# Importing , Exploring and IDE


## Mounting Google Drive

We will save the downloaded dataset to Google Drive.

In [3]:
from google.colab import drive
drive.mount("/content/drive")
%cd /content/drive/MyDrive/colab_notebooks/CICIDS2017

Drive already mounted at /content/drive; to attempt to forcibly remount, call drive.mount("/content/drive", force_remount=True).
/content/drive/MyDrive/colab_notebooks/CICIDS2017


## Downloading MachineLearningCSV from the CICIDS2017 dataset.
We will download the MachineLearningCSV.zip version of this dataset (updated 2024-02-01)
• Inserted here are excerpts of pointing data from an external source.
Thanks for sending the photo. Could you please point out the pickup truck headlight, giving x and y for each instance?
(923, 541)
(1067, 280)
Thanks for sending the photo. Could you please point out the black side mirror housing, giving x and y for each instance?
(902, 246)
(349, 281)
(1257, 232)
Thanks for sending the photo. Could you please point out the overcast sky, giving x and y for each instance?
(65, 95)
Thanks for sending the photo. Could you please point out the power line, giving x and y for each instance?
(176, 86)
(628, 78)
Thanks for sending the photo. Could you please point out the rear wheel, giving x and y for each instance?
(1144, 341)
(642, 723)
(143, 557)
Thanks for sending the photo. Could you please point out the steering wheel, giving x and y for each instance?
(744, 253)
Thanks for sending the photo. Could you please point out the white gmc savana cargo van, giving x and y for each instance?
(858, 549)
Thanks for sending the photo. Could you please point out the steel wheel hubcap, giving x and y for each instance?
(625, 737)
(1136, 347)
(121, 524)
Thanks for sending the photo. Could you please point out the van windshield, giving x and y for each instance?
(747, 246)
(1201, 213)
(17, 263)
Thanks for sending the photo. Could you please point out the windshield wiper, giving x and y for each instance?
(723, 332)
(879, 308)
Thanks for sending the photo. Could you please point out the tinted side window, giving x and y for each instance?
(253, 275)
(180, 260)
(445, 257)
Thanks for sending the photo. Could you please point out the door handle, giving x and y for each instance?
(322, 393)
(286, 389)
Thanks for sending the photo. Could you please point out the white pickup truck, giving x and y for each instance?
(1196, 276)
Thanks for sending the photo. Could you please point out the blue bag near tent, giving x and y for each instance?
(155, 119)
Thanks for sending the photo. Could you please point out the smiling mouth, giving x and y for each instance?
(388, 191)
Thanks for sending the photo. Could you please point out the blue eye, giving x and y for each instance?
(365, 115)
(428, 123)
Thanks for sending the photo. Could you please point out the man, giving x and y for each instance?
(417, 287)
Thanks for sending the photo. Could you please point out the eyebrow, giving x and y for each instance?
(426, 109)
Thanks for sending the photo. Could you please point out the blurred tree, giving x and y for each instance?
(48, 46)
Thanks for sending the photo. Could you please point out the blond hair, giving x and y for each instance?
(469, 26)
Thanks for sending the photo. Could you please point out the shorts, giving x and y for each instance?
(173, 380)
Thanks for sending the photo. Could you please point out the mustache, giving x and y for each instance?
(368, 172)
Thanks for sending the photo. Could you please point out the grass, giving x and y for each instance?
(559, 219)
When downloading this dataset, we rename the MachineLearningCSV.zip file to MachineLearningCVE.zip because in the MachineLearningCSV.md5 the target filename is MachineLearningCVE.zip.


In [None]:
!wget -nc -O MachineLearningCVE.zip http://205.174.165.80/CICDataset/CIC-IDS-2017/Dataset/CIC-IDS-2017/CSVs/MachineLearningCSV.zip

## Integrity check



In [None]:
!wget -nc http://205.174.165.80/CICDataset/CIC-IDS-2017/Dataset/CIC-IDS-2017/CSVs/MachineLearningCSV.md5

Checking the file integrity

In [None]:
!md5sum -c MachineLearningCSV.md5

Save the zip file to Google Drive.

In [None]:
!mkdir -p "/content/drive/MyDrive/colab_notebooks/CICIDS2017/CICIDS2017/"
!mv MachineLearningCVE.zip "/content/drive/MyDrive/colab_notebooks/CICIDS2017/CICIDS2017/"

## Unzip the dataset

Unzip the `MachineLearningCVE.zip`.

In [None]:
!unzip -n "/content/drive/MyDrive/colab_notebooks/CICIDS2017/CICIDS2017/MachineLearningCVE.zip"

Archive:  /content/drive/MyDrive/colab_notebooks/CICIDS2017/CICIDS2017/MachineLearningCVE.zip


There are eight files extracted from this zip file.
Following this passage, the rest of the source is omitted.